The typical Indian with assets of over $30 million owns two properties to their name. Experts believe that India’s residential real estate industry has seen increased investments recently. Investors, amid the outbreak, believed that real estate could be a solid and safe option to invest in. It also helps those who are struggling with financial fluctuations. In addition, real estate is believed to be a good investment choice that drives institutional demand. Real estate brokers consider that UHNWIs will be looking to acquire new homes by 2022. Most of them would like to invest in the local property first and then move to international markets such as the UAE, UK, and the US.
In India, the amount made by self-made UHNWIs is increasing. A lot of them have created successful businesses. Additionally, they have received funding from venture capitalists with very high prices to run their companies. In 2021, there’s been an 11% increase in the amount of UHNWIs in India. In India, Bengaluru was the highest increase in real estate investment. Delhi, along with Mumbai, quickly followed in the same direction. In these cities, investing in real estate can be an extremely lucrative option. This trend is predicted to drive the residential real estate market expansion in the next few years.
Benefits of buying real estate as an investment
The unexpected inflation rise in the economy can affect the cost of living for families/ individuals, including the surge in investment property prices. Due to inflation, the property investors can raise the amount they charge for rent, which becomes an additional burden for the tenants. The value of investment properties goes up to cover the rise in inflation.
On being the owner of a house, the mortgage payment does not get affected by inflation since it is pre-decided at the time of agreement with the bank, i.e., the absolute value of the property decreases with inflation. This is a blessing for the owners who don’t have to bear the additional cost of paying the extra rent. Therefore, purchasing a property can provide additional investment security during inflation.
As the saying goes, “Land will never stop growing because God has stopped making it anymore”, land ownership has been viewed as the best method to make real estate investments and will likely remain so.
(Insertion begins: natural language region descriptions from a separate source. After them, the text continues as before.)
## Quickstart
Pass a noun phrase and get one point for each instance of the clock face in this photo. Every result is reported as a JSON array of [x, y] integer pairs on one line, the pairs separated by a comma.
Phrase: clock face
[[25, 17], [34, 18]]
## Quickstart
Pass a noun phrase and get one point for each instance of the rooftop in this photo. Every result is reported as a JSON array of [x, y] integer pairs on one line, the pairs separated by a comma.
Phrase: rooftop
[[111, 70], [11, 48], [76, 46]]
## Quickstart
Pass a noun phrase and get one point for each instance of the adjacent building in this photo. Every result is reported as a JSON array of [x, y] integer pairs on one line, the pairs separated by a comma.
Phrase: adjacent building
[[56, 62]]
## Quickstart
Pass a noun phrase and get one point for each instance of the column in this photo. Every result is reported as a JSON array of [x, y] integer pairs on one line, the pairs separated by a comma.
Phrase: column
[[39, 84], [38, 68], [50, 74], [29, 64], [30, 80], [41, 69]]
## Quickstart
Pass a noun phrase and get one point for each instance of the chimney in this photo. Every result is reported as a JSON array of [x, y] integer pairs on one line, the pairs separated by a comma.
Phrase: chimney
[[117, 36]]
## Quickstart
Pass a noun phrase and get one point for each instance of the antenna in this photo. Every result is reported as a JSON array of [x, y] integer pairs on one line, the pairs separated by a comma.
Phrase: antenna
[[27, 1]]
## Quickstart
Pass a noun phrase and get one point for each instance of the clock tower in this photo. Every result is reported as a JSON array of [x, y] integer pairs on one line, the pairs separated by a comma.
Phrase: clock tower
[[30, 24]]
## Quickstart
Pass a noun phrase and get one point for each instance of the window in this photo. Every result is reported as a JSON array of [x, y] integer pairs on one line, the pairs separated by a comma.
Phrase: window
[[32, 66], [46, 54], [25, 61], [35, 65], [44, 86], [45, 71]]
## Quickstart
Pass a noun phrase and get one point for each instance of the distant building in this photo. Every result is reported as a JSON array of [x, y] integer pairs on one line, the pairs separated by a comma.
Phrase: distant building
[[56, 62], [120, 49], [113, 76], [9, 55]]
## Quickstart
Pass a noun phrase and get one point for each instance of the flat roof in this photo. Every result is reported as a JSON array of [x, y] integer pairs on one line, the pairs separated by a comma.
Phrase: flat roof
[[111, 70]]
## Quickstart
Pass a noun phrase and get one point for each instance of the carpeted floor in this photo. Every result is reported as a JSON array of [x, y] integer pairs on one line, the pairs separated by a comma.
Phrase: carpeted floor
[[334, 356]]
Many people purchase acres and sell in square yards or sq feet. Commercial properties, too, are a good investment for stable rents and an ideal alternative income source. The idea of earning rental income is the top priority for those who have put money into their personal or future needs. However, there are dangers of having to lease out a house and working alongside the tenants, managing the property, and even collecting rent.
Whether it is under construction or completed, residential real estate property cannot be priced in a way that one could expect colossal appreciation. Ready-to-move-in properties have also seen drops across India. However, the returns on the completed property aren’t that high because residential rentals are in the range of 1.5-3% per year.
Property under construction (Residential Retail, Office) has decreased at an average of 5 to 20% based on the location, developer, product, and other variables. There is no guarantee of short-term gains, but there might be a natural increase in the cost of a project as it is completed. In general, it’s the perfect time to invest in an under-construction home. The current property prices make a completed or under-construction residential property an excellent option to store money.